There's also some C# code that compares the old and new ways together with performance measuring code.
The SIG_SignData() function and its companions (the "SIG functions") were designed for a simplified interface to create a signature value in base64
format directly from the message, private key file and the keyfile's password. In pseudo-code:
sig = Sign(message, keyfile, password)
This is fine for a one-off operation, but can be improved if you want to call the function repeatedly with the same private key.
As of CryptoSys PKI Pro v11.0 and above you can pass an internal key string to the "SIG functions" instead of the filename and password, so removing the need to repeatedly access and decrypt the key file.
keystr = ReadPrivateKey(keyfile, password)
foreach msg in Messages:
sig = Sign(message, keystr)
This improves security as well as giving speed improvements (we typically get a 20% improvement, YMMV). You can create the internal key string once and then wipe the password. The internal key is encrypted using an internal key and is only valid for the duration of the session. You can wipe this internal key when you are are finished with it.

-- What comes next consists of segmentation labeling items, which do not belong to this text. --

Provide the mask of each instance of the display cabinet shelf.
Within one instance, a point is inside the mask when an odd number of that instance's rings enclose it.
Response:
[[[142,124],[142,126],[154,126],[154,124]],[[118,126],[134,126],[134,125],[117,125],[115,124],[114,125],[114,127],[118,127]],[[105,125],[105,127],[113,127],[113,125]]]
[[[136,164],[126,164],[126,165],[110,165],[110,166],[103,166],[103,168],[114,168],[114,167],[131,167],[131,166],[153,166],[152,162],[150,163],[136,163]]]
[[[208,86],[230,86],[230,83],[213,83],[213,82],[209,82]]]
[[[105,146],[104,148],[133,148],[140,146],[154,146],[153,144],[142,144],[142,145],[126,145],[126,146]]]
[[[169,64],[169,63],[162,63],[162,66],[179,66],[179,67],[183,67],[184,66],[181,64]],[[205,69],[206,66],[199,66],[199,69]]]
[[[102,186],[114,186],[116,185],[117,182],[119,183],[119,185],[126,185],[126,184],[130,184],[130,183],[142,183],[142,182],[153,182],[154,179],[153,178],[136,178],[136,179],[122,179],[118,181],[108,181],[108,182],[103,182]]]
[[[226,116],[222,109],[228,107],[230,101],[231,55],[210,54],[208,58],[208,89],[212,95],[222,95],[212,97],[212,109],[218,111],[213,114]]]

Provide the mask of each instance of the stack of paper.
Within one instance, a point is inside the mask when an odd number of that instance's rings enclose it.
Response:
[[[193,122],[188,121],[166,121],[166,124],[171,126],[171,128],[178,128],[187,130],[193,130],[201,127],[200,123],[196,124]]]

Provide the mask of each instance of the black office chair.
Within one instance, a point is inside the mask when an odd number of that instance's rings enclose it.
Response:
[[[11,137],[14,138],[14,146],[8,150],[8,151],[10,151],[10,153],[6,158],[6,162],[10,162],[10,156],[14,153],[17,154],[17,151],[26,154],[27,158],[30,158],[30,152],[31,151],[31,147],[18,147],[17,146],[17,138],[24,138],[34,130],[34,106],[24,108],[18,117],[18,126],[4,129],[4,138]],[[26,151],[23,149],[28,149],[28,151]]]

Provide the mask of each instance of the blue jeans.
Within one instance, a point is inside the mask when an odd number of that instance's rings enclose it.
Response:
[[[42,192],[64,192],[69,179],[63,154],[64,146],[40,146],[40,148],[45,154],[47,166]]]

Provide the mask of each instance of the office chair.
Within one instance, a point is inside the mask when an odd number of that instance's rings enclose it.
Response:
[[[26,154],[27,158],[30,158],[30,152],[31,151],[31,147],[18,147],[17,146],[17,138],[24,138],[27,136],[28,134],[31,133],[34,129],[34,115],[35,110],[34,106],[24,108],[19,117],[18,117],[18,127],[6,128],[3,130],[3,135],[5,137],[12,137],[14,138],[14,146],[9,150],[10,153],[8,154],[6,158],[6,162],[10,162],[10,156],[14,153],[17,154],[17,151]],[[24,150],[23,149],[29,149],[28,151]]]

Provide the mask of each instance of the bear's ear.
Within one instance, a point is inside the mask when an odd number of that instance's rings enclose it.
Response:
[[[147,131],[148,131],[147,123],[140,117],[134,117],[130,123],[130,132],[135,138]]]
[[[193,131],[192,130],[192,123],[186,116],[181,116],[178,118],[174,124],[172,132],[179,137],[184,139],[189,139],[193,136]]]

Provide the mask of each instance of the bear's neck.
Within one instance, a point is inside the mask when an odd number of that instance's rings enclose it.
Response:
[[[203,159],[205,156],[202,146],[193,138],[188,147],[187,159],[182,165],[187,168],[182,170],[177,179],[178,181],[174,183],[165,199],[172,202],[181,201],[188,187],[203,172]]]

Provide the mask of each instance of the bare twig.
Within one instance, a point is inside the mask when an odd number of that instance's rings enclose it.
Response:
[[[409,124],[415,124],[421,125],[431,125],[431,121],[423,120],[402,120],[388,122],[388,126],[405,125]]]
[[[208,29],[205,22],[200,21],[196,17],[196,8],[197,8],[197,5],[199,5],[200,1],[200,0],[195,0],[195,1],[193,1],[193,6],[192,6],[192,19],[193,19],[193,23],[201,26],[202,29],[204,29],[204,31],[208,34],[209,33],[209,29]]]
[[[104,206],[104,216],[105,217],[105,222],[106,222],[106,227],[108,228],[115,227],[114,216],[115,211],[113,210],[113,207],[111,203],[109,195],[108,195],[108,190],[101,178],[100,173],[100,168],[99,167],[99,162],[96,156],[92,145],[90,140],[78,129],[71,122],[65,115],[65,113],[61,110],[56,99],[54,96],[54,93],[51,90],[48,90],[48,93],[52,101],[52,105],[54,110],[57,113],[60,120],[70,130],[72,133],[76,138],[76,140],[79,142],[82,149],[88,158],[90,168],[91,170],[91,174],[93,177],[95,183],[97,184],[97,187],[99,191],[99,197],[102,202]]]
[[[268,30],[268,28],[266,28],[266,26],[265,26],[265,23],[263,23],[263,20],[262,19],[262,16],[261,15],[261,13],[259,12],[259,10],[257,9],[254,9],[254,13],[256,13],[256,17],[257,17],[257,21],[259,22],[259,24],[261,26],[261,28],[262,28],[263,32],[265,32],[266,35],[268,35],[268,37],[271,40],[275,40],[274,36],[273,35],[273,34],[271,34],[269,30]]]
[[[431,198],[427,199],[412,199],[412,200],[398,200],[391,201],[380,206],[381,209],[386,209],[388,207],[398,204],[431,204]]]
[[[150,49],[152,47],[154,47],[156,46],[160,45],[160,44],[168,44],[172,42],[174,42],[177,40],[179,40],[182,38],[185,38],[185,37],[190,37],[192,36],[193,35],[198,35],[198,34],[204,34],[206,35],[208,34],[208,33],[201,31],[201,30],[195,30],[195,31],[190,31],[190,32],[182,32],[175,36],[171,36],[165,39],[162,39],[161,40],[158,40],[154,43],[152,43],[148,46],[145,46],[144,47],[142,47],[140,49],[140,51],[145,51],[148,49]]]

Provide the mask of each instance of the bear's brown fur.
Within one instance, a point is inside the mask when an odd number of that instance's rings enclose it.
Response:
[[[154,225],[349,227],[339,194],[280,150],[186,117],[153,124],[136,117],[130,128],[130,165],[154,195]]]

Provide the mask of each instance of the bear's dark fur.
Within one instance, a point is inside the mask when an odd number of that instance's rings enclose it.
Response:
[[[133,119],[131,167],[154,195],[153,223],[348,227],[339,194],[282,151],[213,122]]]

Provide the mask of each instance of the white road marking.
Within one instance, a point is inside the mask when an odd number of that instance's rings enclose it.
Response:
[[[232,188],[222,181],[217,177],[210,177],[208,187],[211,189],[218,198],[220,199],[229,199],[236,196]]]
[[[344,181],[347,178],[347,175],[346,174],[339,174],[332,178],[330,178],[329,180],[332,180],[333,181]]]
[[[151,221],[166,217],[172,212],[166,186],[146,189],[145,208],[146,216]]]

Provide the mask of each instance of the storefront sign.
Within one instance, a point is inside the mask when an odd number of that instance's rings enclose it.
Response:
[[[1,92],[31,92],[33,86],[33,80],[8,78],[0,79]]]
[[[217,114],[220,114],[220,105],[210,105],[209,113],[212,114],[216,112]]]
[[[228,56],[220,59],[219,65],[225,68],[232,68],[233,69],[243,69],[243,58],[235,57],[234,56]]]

keystr = ReadPrivateKey(keyfile, password)
Wipe(password)
foreach msg in Messages:
sig = Sign(message, keystr)
Wipe(keystr)
The following C# code shows an example to demonstrate the old way and the new way to sign an arbitrary string, and a way to measure any improvement when done repeatedly. With thanks to Pavel Vladov for his technique to Measure C# Code Performance
The private key used in the example is here and the corresponding certificate is here. Note that the arbitrary strings are just random bytes encoded in base58.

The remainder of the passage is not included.